Le gars étincelait tant que la troupe boueuse qui le suivait semblait plus qu'invisible. D'ailleurs nous ne la mentionnerons pas.
— Sorcier ! se reprit la duchesse, sortant de sa fascination, déjà prête à négocier un prix pour cet éphèbe lubrifié.
— Salut Grissendre, ça faisait longtemps ! dit, badin, le bienfaiteur en se postant en bas du podium comme s'il la dépassait de trois têtes.
— C'est duchesse, pour toi ! Nous n'avons pas gardé les cochons ensemble, euh... truc...
— Anatole Runik, chuchota Maistre Mielcolm à son oreille vengeresse.
— ... Anaturk Mole ! Voilà ! ... Pas même les vaches, veaux, couvées, enfin bref... Rien ! Résidu de sorcier bellâtre ! Et tâche d'oublier de ce pas mon prénom avant que je ne te raccourcisse de partout !
— Toujours aussi tendre, commenta-t-il, souriant. Je me permets d'arriver avec une bonne nouvelle, si tu veux je peux te l'annoncer ou partir, aller me faire raccourcir, comme tu préconisais...
— Non, maintenant tu es là, c'est trop tard ! fulmina l'Hécate sans patience. Cause d'abord, on te coupera les membres avant de les faire revenir dans du beurre et servis accompagnés de sauce aux morilles quand tu auras fini.
— Trop aimable, chère Grissendre, admit-il en s'amusant franchement. Voici le prince Calicoba, héritier légitime des royaumes lointains de Mu, de Nu ; la province de Xi, d'Omicron, ainsi que du bassin de R'lyeh ; son père n'est autre que l'alpha et l'omeg...
Une voix passionnée et haut perchée l'interrompit soudainement.

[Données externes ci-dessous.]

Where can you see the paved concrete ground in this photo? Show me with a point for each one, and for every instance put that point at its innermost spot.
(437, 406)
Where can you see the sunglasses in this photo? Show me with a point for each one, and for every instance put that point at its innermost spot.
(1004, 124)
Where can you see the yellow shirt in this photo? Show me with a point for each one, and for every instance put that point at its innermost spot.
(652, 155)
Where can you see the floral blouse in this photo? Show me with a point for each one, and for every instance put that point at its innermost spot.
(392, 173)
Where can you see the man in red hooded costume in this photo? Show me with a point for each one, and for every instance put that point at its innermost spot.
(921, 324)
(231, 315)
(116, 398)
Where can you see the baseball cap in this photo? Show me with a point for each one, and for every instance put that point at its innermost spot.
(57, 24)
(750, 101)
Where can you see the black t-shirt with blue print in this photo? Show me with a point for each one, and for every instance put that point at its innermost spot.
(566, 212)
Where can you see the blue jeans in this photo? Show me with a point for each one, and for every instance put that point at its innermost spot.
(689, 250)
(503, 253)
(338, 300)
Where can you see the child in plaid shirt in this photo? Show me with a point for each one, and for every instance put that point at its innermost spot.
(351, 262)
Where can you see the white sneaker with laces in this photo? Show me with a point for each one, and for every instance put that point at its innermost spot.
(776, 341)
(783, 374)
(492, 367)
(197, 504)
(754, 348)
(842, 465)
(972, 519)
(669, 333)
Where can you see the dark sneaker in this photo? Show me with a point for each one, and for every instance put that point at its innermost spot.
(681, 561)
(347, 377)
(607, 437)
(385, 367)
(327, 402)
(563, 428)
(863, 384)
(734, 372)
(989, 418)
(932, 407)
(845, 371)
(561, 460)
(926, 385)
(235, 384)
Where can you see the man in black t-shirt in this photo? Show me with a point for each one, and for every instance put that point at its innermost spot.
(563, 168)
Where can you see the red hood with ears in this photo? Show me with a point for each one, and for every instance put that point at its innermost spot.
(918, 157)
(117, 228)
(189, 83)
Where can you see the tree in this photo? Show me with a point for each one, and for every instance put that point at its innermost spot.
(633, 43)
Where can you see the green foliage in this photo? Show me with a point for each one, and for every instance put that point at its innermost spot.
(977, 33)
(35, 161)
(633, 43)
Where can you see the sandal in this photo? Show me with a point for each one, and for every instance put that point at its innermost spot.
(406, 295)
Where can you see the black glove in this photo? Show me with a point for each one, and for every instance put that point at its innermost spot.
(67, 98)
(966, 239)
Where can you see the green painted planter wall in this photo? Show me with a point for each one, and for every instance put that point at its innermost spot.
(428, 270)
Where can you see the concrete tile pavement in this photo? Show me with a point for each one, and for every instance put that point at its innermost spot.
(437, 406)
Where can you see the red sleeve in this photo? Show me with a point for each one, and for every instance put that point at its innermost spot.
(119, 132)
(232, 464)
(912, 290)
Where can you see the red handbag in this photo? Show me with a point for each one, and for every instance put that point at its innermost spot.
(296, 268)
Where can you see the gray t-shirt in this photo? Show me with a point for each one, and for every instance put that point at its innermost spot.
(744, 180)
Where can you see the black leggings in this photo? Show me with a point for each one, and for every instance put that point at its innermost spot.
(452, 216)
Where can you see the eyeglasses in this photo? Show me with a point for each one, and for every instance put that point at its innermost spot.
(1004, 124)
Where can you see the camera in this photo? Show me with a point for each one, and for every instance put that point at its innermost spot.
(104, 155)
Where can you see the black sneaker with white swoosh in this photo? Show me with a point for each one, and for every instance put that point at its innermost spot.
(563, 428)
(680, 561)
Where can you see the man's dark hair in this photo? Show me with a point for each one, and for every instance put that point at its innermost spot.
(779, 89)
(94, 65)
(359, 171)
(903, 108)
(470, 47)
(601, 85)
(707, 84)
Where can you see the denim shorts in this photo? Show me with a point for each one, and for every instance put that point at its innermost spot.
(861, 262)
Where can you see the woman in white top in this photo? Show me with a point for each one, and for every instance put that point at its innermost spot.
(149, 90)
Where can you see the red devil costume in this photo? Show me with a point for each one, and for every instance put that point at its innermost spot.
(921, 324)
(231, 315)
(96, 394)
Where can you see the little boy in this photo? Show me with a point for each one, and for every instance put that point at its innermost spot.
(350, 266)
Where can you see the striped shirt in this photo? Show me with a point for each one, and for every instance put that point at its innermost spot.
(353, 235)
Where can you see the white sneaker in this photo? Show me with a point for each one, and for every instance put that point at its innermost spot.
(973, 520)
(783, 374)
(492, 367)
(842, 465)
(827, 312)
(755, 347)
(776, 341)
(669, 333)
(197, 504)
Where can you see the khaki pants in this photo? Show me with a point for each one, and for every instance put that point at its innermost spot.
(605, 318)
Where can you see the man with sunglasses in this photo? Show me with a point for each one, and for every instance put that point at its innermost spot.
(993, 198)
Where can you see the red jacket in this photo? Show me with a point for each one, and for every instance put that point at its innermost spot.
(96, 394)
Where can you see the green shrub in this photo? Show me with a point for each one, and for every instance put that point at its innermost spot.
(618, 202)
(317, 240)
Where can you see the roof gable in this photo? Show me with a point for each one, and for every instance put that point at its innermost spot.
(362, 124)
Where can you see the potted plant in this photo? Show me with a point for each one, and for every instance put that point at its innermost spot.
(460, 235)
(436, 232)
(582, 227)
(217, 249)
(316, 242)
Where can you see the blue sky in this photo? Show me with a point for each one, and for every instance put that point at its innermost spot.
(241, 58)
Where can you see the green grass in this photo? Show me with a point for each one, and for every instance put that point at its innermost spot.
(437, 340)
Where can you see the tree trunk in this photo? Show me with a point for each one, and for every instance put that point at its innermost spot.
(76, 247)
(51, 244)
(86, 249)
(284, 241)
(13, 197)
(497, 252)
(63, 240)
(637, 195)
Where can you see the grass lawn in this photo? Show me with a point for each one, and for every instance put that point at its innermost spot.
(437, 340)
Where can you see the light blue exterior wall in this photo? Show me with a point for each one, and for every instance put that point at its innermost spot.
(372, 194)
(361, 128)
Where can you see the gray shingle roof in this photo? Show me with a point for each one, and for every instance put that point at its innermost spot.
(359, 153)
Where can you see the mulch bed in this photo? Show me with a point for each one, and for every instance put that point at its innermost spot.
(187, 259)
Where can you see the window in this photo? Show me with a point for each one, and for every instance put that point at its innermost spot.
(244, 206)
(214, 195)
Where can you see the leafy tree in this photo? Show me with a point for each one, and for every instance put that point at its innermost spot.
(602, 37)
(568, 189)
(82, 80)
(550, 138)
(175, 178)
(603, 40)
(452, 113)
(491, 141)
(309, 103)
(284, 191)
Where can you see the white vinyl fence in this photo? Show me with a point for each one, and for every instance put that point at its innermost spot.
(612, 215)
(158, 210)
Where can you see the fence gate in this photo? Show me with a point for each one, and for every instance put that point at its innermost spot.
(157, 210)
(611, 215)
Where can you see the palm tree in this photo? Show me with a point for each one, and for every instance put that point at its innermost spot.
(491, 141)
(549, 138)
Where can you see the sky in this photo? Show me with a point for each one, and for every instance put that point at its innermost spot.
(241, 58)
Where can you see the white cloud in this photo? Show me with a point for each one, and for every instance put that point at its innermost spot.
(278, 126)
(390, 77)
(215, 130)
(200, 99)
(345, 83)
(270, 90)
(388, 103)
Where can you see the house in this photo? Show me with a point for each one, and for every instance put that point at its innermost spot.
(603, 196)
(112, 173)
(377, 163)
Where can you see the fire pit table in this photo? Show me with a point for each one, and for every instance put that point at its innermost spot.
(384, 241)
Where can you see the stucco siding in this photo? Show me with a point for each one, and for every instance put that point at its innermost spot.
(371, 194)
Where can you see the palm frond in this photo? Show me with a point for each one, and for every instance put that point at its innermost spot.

— Prince Calicoba ! se mua soudain la duchesse, comme si de son âge mature elle venait de retomber en jeunesse. Mais où sont donc ces ondoyants royaumes d'où vous arrivez ? Or, si votre bronzage se rapporte à votre voyage, vous êtes le miel de l'orient, et de ses plages fines : le coquillage ! Joli n'est-ce pas ? (Dans l'assemblée un type bizarrement endimanché se mit à applaudir franchement, avant qu'un garde hargneux ne le décourage de sa hache) Ainsi que mon palais, reprit l'à présent charmante, légèrement agacée. Du moins son intérieur ! Et encore, vous n'avez pas encore miré mes splendides jardins ! Nous pouvons y aller si vous le désirez... D'ailleurs, finit-elle, chaleureuse comme la braise. Que désirez-vous ?
Un rire des plus charmant vint alors égailler la salle qui tomba instantanément sous le charme de l'exotique mannequin.
— Ô duchesse, déclama-t-il, charmant. Vous l'aurez compris, je cherche à nouer une alliance avec votre bel état. Du coup, pour vous prouver mon honnêteté, décocha-t-il, merveilleux, tout luisant dans le soleil matinal. Je vous apporte un présent.
Puis il poussa son énorme malle aux pieds de l'olympe, telle l'offrande tendue à Héra, et s'inclina, en reculant.
— Ouvrez donc, belle souveraine... conclu-t-il, plus beau que la beauté même et armé d'un sourire qui faisait craquer toute l'assemblée humaine.
Parmi les gardes, imperceptibles, quelques claquements et pincements résonnèrent, mais personne n'y prêta attention.